Interleukin-4 does not influence development of hypercholesterolemia or angiotensin II-induced atherosclerotic lesions in mice

Interleukin-4 (IL-4) has been detected in both human and mouse atherosclerotic lesions, although its effects on the development of the disease are undefined. We determined the role of IL-4 in the most commonly used murine models of atherosclerosis by defining the effects of exogenous delivery and genetic deficiency of this cytokine on both hypercholesterolemia and AngII-induced atherosclerosis in apolipoprotein E (apoE)^-/- mice and different dietary stimuli in low-density lipoprotein (LDL) receptor ^-/- mice.

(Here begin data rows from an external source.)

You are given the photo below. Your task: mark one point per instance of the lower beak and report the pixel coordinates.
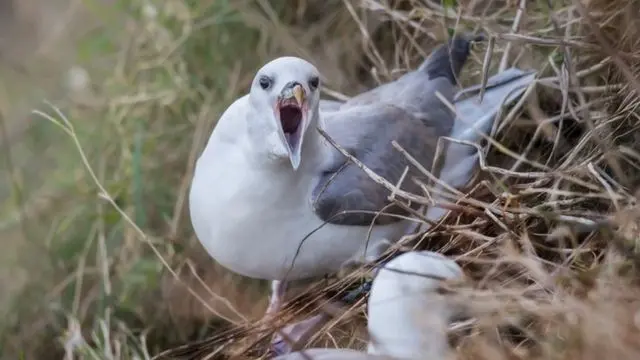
(293, 139)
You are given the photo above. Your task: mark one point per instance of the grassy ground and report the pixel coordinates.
(93, 217)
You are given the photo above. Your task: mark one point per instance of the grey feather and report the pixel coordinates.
(407, 111)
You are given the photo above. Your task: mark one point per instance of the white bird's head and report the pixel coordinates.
(285, 97)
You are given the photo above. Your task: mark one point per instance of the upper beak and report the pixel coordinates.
(299, 94)
(295, 92)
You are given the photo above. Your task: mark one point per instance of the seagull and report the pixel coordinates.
(271, 198)
(407, 318)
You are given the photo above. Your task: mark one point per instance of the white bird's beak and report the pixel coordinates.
(292, 111)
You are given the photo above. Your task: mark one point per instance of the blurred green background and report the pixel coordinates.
(140, 84)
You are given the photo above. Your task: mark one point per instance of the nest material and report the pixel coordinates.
(547, 236)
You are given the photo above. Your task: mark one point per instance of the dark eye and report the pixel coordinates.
(264, 82)
(314, 82)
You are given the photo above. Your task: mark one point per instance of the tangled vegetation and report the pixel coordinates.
(100, 259)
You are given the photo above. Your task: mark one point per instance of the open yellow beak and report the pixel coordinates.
(298, 93)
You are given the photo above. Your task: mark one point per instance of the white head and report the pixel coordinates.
(407, 318)
(284, 97)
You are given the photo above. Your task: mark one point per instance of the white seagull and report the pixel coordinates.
(407, 318)
(272, 199)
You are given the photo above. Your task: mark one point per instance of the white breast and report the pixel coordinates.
(256, 222)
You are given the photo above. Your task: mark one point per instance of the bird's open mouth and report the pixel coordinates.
(290, 113)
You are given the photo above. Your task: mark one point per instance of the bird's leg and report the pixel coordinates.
(278, 292)
(297, 334)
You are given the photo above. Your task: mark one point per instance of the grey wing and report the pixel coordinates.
(344, 193)
(407, 111)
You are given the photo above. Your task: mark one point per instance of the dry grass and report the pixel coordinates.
(547, 236)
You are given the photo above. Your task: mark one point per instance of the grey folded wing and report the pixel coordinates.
(348, 196)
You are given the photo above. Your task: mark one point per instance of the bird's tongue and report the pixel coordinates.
(291, 121)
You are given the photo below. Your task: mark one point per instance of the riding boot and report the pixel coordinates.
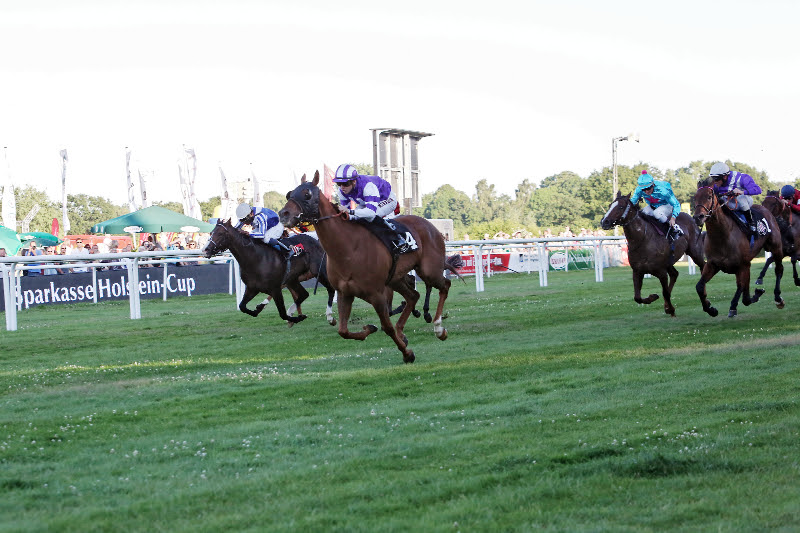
(751, 225)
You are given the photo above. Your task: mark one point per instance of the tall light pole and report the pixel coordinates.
(614, 141)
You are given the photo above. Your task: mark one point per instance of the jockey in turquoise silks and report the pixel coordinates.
(660, 201)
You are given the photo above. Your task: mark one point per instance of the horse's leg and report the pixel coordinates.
(779, 303)
(329, 309)
(709, 270)
(443, 284)
(794, 271)
(666, 288)
(248, 295)
(382, 308)
(345, 304)
(299, 295)
(426, 306)
(760, 279)
(411, 296)
(638, 275)
(277, 295)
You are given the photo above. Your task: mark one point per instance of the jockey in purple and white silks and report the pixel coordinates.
(659, 200)
(741, 188)
(265, 223)
(370, 198)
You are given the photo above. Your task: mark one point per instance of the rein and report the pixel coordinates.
(714, 196)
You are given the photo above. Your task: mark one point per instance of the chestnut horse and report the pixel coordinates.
(728, 248)
(263, 269)
(650, 252)
(789, 225)
(359, 265)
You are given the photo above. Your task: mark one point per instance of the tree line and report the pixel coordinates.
(564, 199)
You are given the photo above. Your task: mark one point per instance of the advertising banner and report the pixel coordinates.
(78, 287)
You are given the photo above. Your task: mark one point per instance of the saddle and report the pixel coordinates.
(762, 227)
(389, 232)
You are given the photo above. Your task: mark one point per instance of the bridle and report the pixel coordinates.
(623, 219)
(715, 203)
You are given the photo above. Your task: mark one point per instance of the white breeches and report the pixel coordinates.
(661, 213)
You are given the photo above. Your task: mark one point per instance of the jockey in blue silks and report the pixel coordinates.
(660, 201)
(265, 223)
(739, 186)
(367, 197)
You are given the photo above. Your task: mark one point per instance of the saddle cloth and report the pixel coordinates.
(762, 227)
(389, 237)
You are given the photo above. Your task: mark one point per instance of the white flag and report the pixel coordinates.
(227, 208)
(65, 225)
(142, 187)
(258, 199)
(184, 189)
(191, 172)
(9, 201)
(131, 192)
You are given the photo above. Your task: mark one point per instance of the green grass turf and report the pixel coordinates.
(564, 408)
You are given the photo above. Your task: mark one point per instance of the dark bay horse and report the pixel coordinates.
(728, 248)
(789, 225)
(359, 264)
(263, 269)
(651, 253)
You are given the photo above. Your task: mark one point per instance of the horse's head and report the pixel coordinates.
(773, 203)
(219, 239)
(618, 213)
(705, 202)
(302, 204)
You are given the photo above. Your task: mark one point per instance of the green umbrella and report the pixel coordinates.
(39, 237)
(153, 219)
(9, 240)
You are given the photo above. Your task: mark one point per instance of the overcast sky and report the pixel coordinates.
(511, 89)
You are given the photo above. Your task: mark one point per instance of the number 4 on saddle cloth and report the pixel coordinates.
(762, 227)
(394, 235)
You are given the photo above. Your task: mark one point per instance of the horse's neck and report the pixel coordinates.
(237, 247)
(331, 231)
(636, 228)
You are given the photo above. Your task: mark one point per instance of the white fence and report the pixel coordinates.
(526, 255)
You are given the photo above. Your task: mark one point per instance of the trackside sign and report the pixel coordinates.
(115, 285)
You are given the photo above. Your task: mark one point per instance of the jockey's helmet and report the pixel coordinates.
(645, 180)
(719, 171)
(242, 210)
(345, 173)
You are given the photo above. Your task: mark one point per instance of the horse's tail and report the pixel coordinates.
(453, 263)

Exogenous administration of IL-4 (1.1 ng g^-1 day^-1 i.p. for 30 days) into female apoE^-/- mice had no effect on lesion size or composition in mice fed normal or saturated fat diets. Also, IL-4 deficiency had no significant effect on the size or composition of atherosclerotic lesions in two vascular areas of male and female apoE ^-/- mice fed either a normal or saturated fat diet. IL-4 deficiency was also studied in age-matched male mice infused with AngII (1000 ng kg ^-1 min^-1) for 28 days. Whereas AngII infusion augmented atherosclerotic lesion formation, IL-4 deficiency did not influence atherosclerotic lesion size or composition. Finally, different dietary stimuli also had no effect on atherosclerotic lesion size in female LDL receptor ^-/- mice. These data demonstrate that IL4 does not significantly influence the development of atherosclerotic lesions in apoE^-/- mice of either gender or in female LDL receptor^-/- mice, irrespective of the mode of induction of atherosclerosis.